North Bergen police lieutenant able to amend civil rights complaint after winning appeal


A North Bergen police lieutenant is able to amend a civil rights complaint after winning an appeal after a lower court dismissed his filing for failing to make “a claim upon which relief can be granted.”

The North Bergen Police Department. Photo via Facebook.

By John Heinis/Hudson County View

North Bergen Police Lt. Marco Rovelo was hired by the department in 2000 and took a civil service exam in May 2016 in order to be promoted to captain, earning the top spot on the promotional list, according to his court filing.

In February 2018, an internal affairs investigation was opened due to his conduct related to an attempted murder investigation.

Internal affairs brought seven administrative charges against him and the two sides reached a settlement where he admitted fault and received a 15-day suspension.

“After executing the Settlement Agreement, plaintiff expected to receive a promotion to the rank of captain,” notes Superior Court of New Jersey Appellate Division Judges Richard S. Hoffman and Heidi W. Currier.

“He believed there was a captain position vacant, and he was first in line for promotion. Defendants disagree and contend that no vacant captain position existed at the time.”

The court explains that the dispute arose since is appeared that a captain would be terminated due to an ongoing disciplinary case, but the charges ultimately were not sustained and he ended up retiring.

“Plaintiff alleges [then]-Chief [Robert] Dowd knowingly manipulated the process to enable the captain, allegedly a close friend of Chief Dowd, to retire instead of being terminated.
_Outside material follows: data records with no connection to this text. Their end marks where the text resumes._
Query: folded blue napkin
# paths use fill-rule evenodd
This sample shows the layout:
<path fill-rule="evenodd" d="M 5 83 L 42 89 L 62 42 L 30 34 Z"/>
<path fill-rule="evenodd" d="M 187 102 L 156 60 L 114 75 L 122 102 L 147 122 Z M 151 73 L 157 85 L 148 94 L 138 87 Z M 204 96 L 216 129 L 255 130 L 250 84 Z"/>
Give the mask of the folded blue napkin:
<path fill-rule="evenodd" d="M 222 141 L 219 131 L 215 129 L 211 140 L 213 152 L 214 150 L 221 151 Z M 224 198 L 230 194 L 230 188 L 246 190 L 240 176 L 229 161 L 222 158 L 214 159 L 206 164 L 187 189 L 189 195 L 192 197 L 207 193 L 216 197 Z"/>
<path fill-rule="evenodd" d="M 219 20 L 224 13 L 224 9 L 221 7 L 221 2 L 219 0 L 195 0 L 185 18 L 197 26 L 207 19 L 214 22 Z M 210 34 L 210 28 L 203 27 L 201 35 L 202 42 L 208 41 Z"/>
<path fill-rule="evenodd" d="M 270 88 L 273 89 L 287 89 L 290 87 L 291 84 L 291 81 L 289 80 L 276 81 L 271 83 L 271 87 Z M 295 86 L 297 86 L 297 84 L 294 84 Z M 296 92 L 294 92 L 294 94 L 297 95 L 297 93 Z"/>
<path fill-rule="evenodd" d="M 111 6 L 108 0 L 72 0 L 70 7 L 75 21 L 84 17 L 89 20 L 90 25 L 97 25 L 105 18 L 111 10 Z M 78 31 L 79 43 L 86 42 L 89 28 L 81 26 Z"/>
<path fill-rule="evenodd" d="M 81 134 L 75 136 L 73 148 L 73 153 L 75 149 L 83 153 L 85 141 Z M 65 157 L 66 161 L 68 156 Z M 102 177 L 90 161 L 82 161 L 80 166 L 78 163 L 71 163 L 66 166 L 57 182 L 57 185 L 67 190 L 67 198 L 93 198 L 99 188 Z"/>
By the time of the captain’s retirement, plaintiff’s promotional eligibility had expired,” the court wrote.

They later noted that Rovelo asserted Dowd ran the department in a “quasi-tyrannical fashion.”

He filed in court on June 7th, 2019, alleging his civil rights were violated when he was not promoted to captain, which was voluntarily dismissed by September 13th of the same year, though he filed a new lawsuit by September 17th.

While he alleged violations under the New Jersey Civil Rights Act (NJCRA) and the New Jersey constitution, the court dismissed his complaint, deciding that it “cannot be remedied by amendment.”

However, the appellate court said today that was the wrong decision in this legal matter.

“While we find no basis to disturb the court’s determination that plaintiff’s complaint failed to state a claim upon which relief can be granted, we disagree with the decision to dismiss with prejudice,” they ruled.

“Based upon our review, the motion court did not ‘search the complaint in depth and with liberality to ascertain whether the fundament of a cause of action may be gleaned’ from the factual allegations in plaintiff’s complaint.”

They further stated that Rovelo should have an opportunity to cure the deficiencies in his lawsuit and therefore the lower court’s ruling is reversed and remanded so he is able to amend his filing.